Afterward, though, I thought of another mitzvah that should present no problem to any Jew, and that can serve as a unifying observance.

The two d’Oraysa brachos – birkas haTorah and birkas hamazon – and the many other brachos we make regularly on foods or mitzvos, or as birchos hoda’ah – comprise a paramount element of Yiddishkeit. They focus our attention on the Source of our blessings, and can serve as a potent unifying force for all Jews.

By undertaking to recite brachos, an otherwise distant Jew can be reminded that he or she is connected to the rest of Klal Yisrael multiple times a day, every morning, every time a flower is sniffed, thunder is heard or one is sitting down to a plate of spaghetti.

What a powerful campaign a broad-based “Brachos Project” could be. No non-Orthodox Jew could have a problem with it – brachos, after all, are egalitarian. There are many excellent guides to brachos in English, and reciting them entails no expense or inconvenience.

Truth be told, such a project could also do us some good, too. As we are reminded by the baalei mussar, reverence can all too easily devolve into rote, and that is particularly true when it comes to brachos. Many of us find ourselves reciting them by habit, without pronouncing their words distinctly, much less focusing on their meaning. Anyone who’s watched a baal teshuvah recite a brachah has been graced with a good example to follow.

Rav Chaim Vital testifies that the Arizal called birchos hanehenin “the essential way for a human being to attain the spirit of holiness… removing the [unholy] shells and [sublimating] his physicality,” adding that the Arizal “admonished me greatly about this…” (Etz Hachaim, Shaar Ruach Hakodesh).
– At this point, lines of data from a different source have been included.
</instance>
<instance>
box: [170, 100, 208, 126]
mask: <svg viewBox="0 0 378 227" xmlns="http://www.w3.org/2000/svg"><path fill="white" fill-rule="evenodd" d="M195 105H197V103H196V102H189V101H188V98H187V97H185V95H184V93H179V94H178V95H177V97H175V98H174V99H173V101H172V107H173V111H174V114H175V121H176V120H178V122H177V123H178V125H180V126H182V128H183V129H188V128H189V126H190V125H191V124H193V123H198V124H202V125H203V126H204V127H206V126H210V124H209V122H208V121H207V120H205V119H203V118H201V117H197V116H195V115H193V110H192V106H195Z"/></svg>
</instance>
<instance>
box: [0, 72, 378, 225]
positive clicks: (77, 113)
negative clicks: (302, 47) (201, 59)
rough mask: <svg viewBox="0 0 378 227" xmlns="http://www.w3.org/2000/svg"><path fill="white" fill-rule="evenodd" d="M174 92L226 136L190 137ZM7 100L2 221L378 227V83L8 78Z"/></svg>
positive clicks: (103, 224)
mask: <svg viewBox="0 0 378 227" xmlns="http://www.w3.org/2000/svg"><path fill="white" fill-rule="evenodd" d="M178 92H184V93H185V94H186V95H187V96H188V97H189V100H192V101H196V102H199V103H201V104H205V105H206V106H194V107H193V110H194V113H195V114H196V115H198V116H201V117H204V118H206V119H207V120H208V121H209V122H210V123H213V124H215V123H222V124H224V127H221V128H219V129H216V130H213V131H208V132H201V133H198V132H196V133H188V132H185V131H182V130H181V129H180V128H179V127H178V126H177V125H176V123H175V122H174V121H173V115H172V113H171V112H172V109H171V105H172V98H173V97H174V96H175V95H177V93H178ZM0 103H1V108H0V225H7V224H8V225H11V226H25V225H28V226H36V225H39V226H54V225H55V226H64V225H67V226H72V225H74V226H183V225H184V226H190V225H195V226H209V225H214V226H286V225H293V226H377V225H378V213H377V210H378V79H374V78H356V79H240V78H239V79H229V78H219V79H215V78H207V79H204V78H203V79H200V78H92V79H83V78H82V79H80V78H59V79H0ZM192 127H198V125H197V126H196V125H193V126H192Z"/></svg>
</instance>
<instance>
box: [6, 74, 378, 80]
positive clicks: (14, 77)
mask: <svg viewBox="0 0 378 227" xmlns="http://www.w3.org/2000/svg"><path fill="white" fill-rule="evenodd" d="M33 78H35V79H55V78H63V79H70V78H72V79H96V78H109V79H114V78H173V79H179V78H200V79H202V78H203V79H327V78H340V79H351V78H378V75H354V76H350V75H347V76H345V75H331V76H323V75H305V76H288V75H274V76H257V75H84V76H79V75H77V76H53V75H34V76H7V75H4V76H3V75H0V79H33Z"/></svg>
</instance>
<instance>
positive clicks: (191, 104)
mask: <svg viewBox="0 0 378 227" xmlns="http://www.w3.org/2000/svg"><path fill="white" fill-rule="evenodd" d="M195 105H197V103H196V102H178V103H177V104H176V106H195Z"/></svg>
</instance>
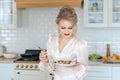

The mystical perspective alluded to by those words is that the human being straddles the realms of the physical and the spiritual. Food mediates between the two, nourishing the bodies that house our souls. So it should not be surprising that the act of consuming food would provide opportunity for bringing the holy into the mundane, for removing the “shells” and rarifying physicality.

What better empowerment of Jewish unity could there be than a rededication of Jews from all types of communities and walks of life to sharing in an observance that reflects the quintessential Jewish ideal of acknowledging Hashem’s blessings? And, at the same time, strengthening our own dedication to brachos?
Who knows what other shells might thereby be removed?